Spatio-temporal patterns of active epigenetic turnover

DNA methylation is a primary layer of epigenetic modification that plays a pivotal role in the regulation of development, aging, and cancer. The concurrent activity of opposing enzymes that mediate DNA methylation and demethylation gives rise to a biochemical cycle and active turnover of DNA methylation. While the ensuing biochemical oscillations have been implicated in the regulation of cell differentiation, their functional role and spatio-temporal dynamics are, however, unknown. In this work, we demonstrate that chromatin-mediated coupling between these local biochemical cycles can lead to the emergence of phase-locked domains, regions of locally synchronized turnover activity, whose coarsening is arrested by genomic heterogeneity. We introduce a minimal model based on stochastic oscillators with constrained long-range and non-reciprocal interactions, shaped by the local chromatin organization. Through a combination of analytical theory and stochastic simulations, we predict both the degree of synchronization and the typical size of emergent phase-locked domains. We qualitatively test these predictions using single-cell sequencing data. Our results show that DNA methylation turnover exhibits surprisingly rich spatio-temporal patterns which may be used by cells to control cell differentiation.

💡 Research Summary

In this study the authors investigate how the active turnover of DNA methylation—driven by the simultaneous activity of methyltransferases (DNMT3) and demethylases (TET)—organises itself in space and time. They propose a minimal physical model that treats each CpG site as a stochastic phase oscillator whose state advances through a biochemical cycle of discrete phases. The intrinsic transition rate ω_i of each oscillator reflects local enzyme kinetics, while a coupling term k_i(ϕ) captures the influence of other sites. Because chromatin folding brings distant genomic loci into proximity, the coupling decays with genomic distance as |i‑j|^‑λ and is further limited by an exponential cutoff, ensuring a well‑defined thermodynamic limit. Importantly, the interaction is non‑reciprocal: methylated sites (ψ₂ phase) recruit DNMT3 enzymes and accelerate transitions of nearby unmethylated sites (ψ₁ phase), but the reverse effect is negligible.

By performing a system‑size expansion (Ω → ∞) of the master equation, the authors derive a Langevin equation that takes the form of a stochastic Kuramoto model with long‑range, non‑reciprocal coupling. The global degree of synchronization is quantified by the Kuramoto order parameter r(t). Coarse‑graining yields a continuity equation for the phase density ρ(θ, ω, z, t) that incorporates both the intrinsic frequency ω and an interaction‑induced drift ν̃.

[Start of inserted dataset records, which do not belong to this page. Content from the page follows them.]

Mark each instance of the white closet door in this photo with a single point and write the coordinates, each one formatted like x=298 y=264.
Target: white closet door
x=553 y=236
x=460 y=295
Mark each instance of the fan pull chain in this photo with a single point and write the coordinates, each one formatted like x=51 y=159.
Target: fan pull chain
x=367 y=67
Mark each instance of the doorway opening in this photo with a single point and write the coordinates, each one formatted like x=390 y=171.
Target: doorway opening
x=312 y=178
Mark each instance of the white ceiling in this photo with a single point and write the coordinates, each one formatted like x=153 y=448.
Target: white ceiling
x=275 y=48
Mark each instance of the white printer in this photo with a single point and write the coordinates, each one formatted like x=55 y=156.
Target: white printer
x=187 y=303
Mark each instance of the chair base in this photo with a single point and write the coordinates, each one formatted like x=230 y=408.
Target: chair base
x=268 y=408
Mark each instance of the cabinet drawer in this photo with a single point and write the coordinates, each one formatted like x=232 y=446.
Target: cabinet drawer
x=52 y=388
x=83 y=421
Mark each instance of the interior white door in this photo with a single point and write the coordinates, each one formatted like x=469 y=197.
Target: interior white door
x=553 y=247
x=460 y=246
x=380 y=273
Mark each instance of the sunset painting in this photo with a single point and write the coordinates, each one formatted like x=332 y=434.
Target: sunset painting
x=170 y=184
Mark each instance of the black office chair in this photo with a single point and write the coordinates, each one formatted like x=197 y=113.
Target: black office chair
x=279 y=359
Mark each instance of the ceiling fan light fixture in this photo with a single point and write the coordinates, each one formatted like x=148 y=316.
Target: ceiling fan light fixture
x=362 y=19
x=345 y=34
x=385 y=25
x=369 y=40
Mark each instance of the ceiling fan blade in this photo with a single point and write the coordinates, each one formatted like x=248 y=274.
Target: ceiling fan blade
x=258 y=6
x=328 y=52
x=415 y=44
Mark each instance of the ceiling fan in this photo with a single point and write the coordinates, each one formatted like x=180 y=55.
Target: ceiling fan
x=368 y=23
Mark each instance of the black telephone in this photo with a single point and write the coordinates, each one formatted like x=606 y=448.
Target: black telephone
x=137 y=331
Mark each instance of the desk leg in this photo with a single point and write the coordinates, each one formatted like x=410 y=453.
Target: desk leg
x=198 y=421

First, the authors analyse the homogeneous case where all ω_i are identical. Numerical integration of the deterministic part of the Kuramoto equation shows that, starting from random phases, finite‑size phase‑locked domains emerge. Within each domain the phase differences remain constant (phase locking), while the domains coarsen over time. The coarsening speed depends non‑monotonically on the coupling strength J: weak coupling (J≈0.1) leads to slow growth, intermediate coupling (J≈1) yields the fastest coarsening, and very strong coupling (J≈10) slows growth again because large domains become internally rigid.

Next, they incorporate genomic disorder by allowing ω_i to follow an exponential distribution g(ω)=μ⁻¹e^{‑μω}. Using a strong‑disorder renormalisation group, they obtain a self‑consistent equation for the average fraction m of sites in the methylated ψ₂ phase. Analytical limits give m=½ for J→0 and m=2/3 for J→∞, while intermediate J values require numerical solution. The order parameter r is then computed from m and the interaction kernel A(λ); it never reaches unity in the thermodynamic limit, indicating that full global synchrony is impossible. Stochastic Gillespie simulations across a range of lattice sizes (N=100–1000) and phase numbers (Ω=10–100) confirm the theoretical predictions for ⟨r⟩ and ⟨m⟩ as functions of J.

Finally, the authors test key model predictions against single‑cell sequencing data that simultaneously distinguish cytosine (C), 5‑methylcytosine (5mC), and 5‑hydroxymethylcytosine (5hmC). The data reveal regional variations in methylation turnover consistent with the existence of locally synchronized domains of limited size, as the model predicts. Moreover, the observed dependence of domain size on genomic heterogeneity aligns with the theoretical role of disorder in arresting coarsening.

Overall, the paper demonstrates that chromatin‑mediated long‑range, non‑reciprocal interactions can generate phase‑locked domains of DNA methylation turnover, while genomic heterogeneity caps their growth. These spatio‑temporal patterns provide a plausible mechanism by which cells could regulate differentiation and other fate decisions through coordinated epigenetic dynamics. The work bridges molecular epigenetics with concepts from statistical physics, offering a quantitative framework for future experimental and therapeutic investigations.